Diskussion: Bürgerrechte kontra Sicherheit

Auf der Landstraße durchfährt man eines Tages eine Radarkontrolle. „Verdammt! War ich wieder zu schnell?“ Nein. Dies war nur eine allgemeine Erfassung von Fahrzeugdaten mit dem Ziel, gesuchte Straftäter ausfindig zu machen.

Eigentlich doch eine gute Sache. Ich habe doch nichts zu verbergen. Aber andererseits, wenn ich erst einmal irgendwo erfasst bin, was geschieht dann mit den Daten? Und was ist, wenn es noch weiter geht: Kontrolle des Onlineverkehrs oder gar eine gezielte Durchsuchung? Wenn erst einmal eine Sache gesetzlich zugelassen ist, folgt bald die nächste! Und am Ende geht es noch so weit, dass man zivile Luftfahrzeuge abschießen darf. Aber das muss man heutzutage wohl letztendlich hinnehmen, wenn man unsere „freiheitliche Grundordnung“ aufrechterhalten will.

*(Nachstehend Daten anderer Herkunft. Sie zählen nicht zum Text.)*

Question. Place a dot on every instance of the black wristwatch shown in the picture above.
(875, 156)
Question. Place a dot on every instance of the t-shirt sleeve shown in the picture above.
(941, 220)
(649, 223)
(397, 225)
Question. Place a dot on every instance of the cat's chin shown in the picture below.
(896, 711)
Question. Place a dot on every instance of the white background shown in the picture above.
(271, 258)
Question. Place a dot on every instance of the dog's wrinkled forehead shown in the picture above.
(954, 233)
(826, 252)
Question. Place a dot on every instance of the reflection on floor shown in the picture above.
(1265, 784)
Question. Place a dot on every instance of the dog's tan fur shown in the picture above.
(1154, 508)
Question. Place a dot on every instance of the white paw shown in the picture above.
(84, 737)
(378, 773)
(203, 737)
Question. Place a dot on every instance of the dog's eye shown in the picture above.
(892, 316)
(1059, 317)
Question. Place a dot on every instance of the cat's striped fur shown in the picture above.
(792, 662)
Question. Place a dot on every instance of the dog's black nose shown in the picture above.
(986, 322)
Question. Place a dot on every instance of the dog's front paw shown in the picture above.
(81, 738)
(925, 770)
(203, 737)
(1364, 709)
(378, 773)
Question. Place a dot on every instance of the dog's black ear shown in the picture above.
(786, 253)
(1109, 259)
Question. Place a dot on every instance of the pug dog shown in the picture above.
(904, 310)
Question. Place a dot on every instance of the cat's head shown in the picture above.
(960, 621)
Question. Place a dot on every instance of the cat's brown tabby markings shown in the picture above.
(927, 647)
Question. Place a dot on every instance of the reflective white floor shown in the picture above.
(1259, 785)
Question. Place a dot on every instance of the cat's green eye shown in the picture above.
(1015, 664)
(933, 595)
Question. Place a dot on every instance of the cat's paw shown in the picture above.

Wie eine Wanze die Freiheit einschränkt

Dies ist nur ein Beispiel für die Ambivalenz der Begriffe „Freiheit“ und „Sicherheit“, über die am 19. April 2008 auf einem öffentlichen Studientag in der Aula diskutiert wurde. Eingeladen hatte die Evangelische Studentengemeinde (ESG), die ihr Absolvententreffen zum Anlass nahm, um über das Thema „Grenzen von Freiheit und Sicherheit in der offenen Gesellschaft“ nachzudenken. Das Motiv des Überwachungsstaates war einigen Teilnehmern noch sehr wohl präsent; hatten sie doch in den 1960er Jahren in den damaligen Räumen der ESG im Turm der St. Jacobi-Kirche eine Wanze des Ministeriums für Staatssicherheit ausfindig gemacht.

Während man damals noch über die Aussage schmunzeln konnte, „die DDR-Mikroelektronik ist einfach nicht klein zu kriegen“, machte Professor Hansjörg Geiger, ehemaliger Staatssekretär des Bundesjustizministeriums, Präsident des Bundesamtes für Verfassungsschutz und des BND, in seinem anekdotenreichen Vortrag deutlich, dass die heutige Überwachungstechnik so gut wie spurlos installiert werden kann. Er brachte eine grundsätzliche Skepsis gegenüber der voreiligen Legitimation derartiger Eingriffe in die Privatsphäre des Menschen zum Ausdruck. Wenn ein Gesetz erst einmal vorhanden ist, so sei seine Ausweitung nur noch eine Frage der Zeit.

Der Rostocker Theologe Professor Philipp Stoellger hatte zuvor mit versierter Eloquenz grundlegende Fragen zum Freiheits- und Sicherheitsempfinden erörtert. Sicherheit könne nie Selbstzweck sein, betonte er, sondern immer nur ein Mittel zur Gewährleistung von Freiheit. Hierzulande fuße das Bewusstsein für eine persönliche Handlungs- und Meinungsfreiheit auf der Basis des demokratischen Rechtsstaates. Die Befugnisse dieses Staates machten die Ausprägung einer bestimmten Freiheitswahrnehmung erst möglich.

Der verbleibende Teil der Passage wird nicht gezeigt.